One of the accords reached between the Salvadoran government and the FMLN in the series
of agreements leading up to the final Chapultêpec signing provided for an official truth
commission that would bolster the post-conflict national reconciliation process. The April 27,
1991 Mexico Peace Agreement’s “Provisions Creating the Commission on Truth” (named for the
site of the negotiations) outlined the motivations for, functions, and powers of a truth
commission to be run by the United Nations.6° The proposed truth commission would
investigate “serious acts of violence which have occurred since 1980 and whose impact on
society urgently requires that the public should know the truth.”61 By acknowledging the
silenced victims and disclosing the reality of the violations of human rights during internal
conflict, the truth commission would ultimately seek to foster mutual understanding and
consensus and, eventually, trust between all sides involved. The parties clearly stated their two
goals for the Commission to promote national reconciliation and to uncover the factual truth of
the nature, causes, and societal impact of the violence during the conflict:
The Commission shall take into account:
30a) The exceptional importance that may be attached to the acts to be
investigated, their characteristics and impact, and the social unrest to which they
gave rise; and
(b) The need to create confidence in the positive changes which the peace
process is promoting and to assist the transition to national reconciliation. 62
The fact that both parties explicitly supported the truth commission as a reconciliation initiative
and agreed to its freedom to investigate a wide variety of serious crimes was significant gesture
of mutual commitment that boosted the legitimacy of each party and the credibility of the truth
commission even before its work had begun.
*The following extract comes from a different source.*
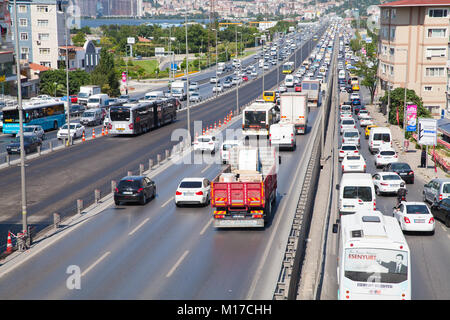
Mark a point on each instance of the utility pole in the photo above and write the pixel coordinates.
(20, 109)
(187, 80)
(67, 79)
On July 15, 1992, several months after the signing of the Chapultepec Peace Accords, the
actual ComisiOn de la Verdad para El Salvador (Commission of the Truth for El Salvador) was
formally established and began its enormous and weighty task with only a six-month period in
which to conduct its investigations. The Salvadoran Truth Commission (hereafter TC) was
unique because it was the first to investigate a certain country’s civil conflict while being
sponsored, paid for, and staffed by the United Nations.63 The commission was made of three
commissioners and a staff of 20-30 lawyers at any one time: lawyers, sociologists, forensic
anthropologists, and social workers from Latin America, Europe and the United States. 64 It was
charged to investigate the entire twelve year civil war period, but possessed no juridical powers
or powers of subpoena, search, or seizure. The commission was to produce a report detailing the
conclusions reached in their pursuit of “the complete truth.” 65 In the report they were to include
recommendations for reforms and reconciliation initiatives that would be binding to the parties.
As the commission quickly found, the fresh wounds of the horrors of El Salvador’s civil war, the
distrust that perpetuated beyond the proclaimed peace of 1992, and the sharply polarized
organization of society and politics, governed by the power to instigate fear, would critically
challenge the possibility of both of the Truth Commission’s goals.